Why recount all this musty geographic genealogy in an editorial column that typically deals with topics of the day?

For good reason. As the various metropolitan jurisdictions have become distinct legal entities, parochialism has often been the result. Yet we should not overlook the heritage and past experiences these places share.

Metropolitanism is a concept that has not been readily embraced in the Baltimore area. That is understandable.
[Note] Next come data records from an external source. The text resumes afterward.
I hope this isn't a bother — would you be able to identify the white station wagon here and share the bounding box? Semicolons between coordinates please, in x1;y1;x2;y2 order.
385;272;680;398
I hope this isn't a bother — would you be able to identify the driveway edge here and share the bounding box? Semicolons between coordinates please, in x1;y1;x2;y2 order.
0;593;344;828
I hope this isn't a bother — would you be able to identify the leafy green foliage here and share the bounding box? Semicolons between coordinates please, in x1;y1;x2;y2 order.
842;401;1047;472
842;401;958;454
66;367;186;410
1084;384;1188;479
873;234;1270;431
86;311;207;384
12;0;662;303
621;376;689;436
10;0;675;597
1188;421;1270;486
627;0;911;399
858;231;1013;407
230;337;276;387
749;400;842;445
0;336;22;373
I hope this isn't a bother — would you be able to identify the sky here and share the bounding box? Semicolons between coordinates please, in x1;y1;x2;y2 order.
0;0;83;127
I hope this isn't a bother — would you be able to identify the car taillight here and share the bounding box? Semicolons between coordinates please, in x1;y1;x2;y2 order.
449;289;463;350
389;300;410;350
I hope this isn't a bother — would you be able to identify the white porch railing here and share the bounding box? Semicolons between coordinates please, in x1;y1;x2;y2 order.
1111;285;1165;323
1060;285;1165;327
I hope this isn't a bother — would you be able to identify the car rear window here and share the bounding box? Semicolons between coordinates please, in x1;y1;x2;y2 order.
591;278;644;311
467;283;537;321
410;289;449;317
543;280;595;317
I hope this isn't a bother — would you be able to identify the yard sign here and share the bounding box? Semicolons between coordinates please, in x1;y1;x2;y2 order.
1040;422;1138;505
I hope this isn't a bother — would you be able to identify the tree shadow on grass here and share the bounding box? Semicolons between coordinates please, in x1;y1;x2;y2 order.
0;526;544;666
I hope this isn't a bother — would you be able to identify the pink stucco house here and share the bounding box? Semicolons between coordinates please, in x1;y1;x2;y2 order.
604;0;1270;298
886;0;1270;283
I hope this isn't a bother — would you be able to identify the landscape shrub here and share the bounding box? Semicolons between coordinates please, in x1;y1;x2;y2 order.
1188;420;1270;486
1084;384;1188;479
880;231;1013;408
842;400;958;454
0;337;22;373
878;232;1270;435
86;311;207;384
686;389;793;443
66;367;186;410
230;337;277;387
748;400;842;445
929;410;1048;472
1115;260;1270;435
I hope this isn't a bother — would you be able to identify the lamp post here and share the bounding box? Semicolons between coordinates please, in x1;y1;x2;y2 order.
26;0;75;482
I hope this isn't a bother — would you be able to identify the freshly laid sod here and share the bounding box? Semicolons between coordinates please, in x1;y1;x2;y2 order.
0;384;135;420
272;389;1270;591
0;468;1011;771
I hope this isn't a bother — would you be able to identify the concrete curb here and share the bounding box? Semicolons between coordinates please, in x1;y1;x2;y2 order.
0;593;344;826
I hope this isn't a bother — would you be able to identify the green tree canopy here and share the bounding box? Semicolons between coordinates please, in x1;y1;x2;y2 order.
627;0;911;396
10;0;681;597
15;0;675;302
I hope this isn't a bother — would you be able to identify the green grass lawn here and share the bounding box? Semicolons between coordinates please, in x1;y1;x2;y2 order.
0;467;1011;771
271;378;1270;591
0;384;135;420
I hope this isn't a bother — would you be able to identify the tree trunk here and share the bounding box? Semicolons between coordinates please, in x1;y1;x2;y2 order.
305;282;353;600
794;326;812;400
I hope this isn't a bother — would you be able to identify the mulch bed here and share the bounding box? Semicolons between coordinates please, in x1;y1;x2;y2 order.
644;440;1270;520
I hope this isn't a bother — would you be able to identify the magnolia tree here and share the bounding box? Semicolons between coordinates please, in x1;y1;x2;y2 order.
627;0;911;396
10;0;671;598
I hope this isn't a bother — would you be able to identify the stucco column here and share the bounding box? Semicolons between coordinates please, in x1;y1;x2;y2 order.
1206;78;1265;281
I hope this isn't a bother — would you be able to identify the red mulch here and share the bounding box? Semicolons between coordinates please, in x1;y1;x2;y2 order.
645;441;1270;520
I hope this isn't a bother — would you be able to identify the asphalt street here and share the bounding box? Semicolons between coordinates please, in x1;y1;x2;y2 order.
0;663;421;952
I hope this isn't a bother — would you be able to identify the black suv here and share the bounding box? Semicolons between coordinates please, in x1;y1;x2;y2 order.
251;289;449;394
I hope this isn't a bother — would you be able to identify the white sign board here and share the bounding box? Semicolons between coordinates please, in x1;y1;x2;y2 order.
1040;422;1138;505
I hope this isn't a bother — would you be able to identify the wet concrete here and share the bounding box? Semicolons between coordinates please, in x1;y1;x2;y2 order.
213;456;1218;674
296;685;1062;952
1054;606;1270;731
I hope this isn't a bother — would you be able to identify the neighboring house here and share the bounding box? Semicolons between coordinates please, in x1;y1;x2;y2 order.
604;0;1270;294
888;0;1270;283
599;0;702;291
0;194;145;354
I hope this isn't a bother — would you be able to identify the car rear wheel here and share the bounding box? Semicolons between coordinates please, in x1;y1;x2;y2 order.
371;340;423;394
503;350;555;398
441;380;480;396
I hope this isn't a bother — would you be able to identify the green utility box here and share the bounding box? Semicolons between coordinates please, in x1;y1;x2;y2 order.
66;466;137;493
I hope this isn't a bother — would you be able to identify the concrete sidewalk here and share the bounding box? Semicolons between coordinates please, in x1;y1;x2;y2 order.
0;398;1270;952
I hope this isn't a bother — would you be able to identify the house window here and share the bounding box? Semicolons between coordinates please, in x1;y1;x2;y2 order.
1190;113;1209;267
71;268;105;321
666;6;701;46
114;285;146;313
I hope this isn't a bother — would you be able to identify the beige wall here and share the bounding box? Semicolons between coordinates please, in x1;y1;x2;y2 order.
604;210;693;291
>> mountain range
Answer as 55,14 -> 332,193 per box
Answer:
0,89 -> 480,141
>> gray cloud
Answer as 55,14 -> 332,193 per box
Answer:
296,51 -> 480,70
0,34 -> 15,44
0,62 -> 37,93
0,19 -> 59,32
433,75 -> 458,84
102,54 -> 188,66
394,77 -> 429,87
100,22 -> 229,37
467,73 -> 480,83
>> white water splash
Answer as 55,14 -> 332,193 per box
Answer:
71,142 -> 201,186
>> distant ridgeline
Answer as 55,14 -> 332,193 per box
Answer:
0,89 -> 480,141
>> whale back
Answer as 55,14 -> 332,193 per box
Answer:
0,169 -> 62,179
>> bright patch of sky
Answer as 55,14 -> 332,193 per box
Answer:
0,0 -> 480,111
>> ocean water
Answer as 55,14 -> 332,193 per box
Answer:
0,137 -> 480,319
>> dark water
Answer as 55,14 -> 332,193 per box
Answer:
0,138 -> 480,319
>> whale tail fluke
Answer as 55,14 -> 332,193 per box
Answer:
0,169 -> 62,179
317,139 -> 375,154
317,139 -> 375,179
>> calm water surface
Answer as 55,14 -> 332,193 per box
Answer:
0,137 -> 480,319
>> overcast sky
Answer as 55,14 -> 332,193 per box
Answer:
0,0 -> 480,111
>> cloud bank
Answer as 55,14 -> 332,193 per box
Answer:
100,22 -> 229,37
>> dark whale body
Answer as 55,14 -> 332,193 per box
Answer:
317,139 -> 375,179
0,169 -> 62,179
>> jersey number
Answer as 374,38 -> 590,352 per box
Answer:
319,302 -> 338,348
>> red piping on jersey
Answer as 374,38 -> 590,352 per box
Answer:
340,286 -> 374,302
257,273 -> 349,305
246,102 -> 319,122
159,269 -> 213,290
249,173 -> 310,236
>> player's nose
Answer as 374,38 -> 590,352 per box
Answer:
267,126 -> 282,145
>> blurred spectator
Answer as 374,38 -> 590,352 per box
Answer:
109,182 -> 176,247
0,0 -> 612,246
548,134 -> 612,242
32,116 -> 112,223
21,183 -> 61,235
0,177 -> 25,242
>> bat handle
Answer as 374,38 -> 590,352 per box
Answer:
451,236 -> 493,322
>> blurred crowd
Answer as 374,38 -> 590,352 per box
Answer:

As the suburban counties experienced a growth explosion after World War II, each had different projects it wanted funded, concerns it wanted resolved.

Now that the growth has accelerated to the level that the counties in the Baltimore-Washington corridor have become more and more urbanized, it is time again to emphasize that many of the metropolitan area's problems are common ones, best dealt with through cooperation. This does not mean that any county will have to compromise its independence. It simply means that in making decisions that may have an impact beyond local borders, officials of a jurisdiction should seek to ascertain what their colleagues next door are doing to address the same problem. Among areas where such consultation is important are public safety, public works, zoning and housing.

Metropolitanism has never enjoyed an easy constituency in these parts, as shown by the virtual demise of any effective regional government entity. But from a historical perspective, across-the-border cooperation is a natural.